Supreme Court to Hear Whether Millions of Female Employees Can Sue Walmart
Court to hear whether former female workers can sue for sex discrimination.
March 28, 2011 -- When Christine Kwapnoski of Concord, Calif., told her boss at a division of Walmart that she wanted a job promotion, she said, he told her to "blow the cobwebs off your make up" and to "doll up" in order to advance.
Instead, she joined five other female employees and filed a sexual discrimination suit against the company 10 years ago alleging that women had been paid less than men in comparable positions in violation of Title VII, the federal law that prohibits sex discrimination.
As word of the suit spread, dozens and dozens of women joined in and a lower court ruled that the case could go forward on behalf of all current and former female employees since 1998.
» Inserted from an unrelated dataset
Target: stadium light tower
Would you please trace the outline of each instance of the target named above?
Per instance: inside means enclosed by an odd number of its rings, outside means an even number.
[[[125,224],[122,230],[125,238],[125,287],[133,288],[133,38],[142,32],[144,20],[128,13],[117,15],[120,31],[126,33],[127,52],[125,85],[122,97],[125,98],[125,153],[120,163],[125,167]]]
Kwapnoski will be at the Supreme Court Tuesday when the justices hear arguments on whether the lower court was correct in allowing the women to band together to file their lawsuit, or whether they must file as individuals.
If the court rules in favor of the women and grants them "class certification," it will most likely become the largest employment class-action suit in history, involving potentially millions of women and billions of dollars.
A decision is likely to come in early summer.
Kwapnoski said she would never have been able to file the suit alone against the world's largest corporation. "My voice against Walmart?" Kwapnoski asked. "Are you kidding me. They would sweep me under the carpet real fast. When we band together, then Walmart has to listen to us."
Walmart has dismissed the claims of sex discrimination. Gisel Ruiz, the executive vice president of human resources at the Bentonville, Ark.-based company, said the company has a long history of providing advancement opportunities for women.
"Thousands of women began their careers at Walmart," Ruiz said," and have risen to leadership roles."
Walmart has also argued that the lower court was wrong to allow the women to join together in their lawsuit because they don't satisfy the "commonality requirement" that is required to prove that the women have enough in common to proceed as a class.
Walmart has 3,400 U.S. stores and 170 different job classifications.
The plaintiffs cannot fairly represent "over 1.5 million other women who worked for thousands of different stores with thousands of different managers in multiple states throughout the country," Ruiz said.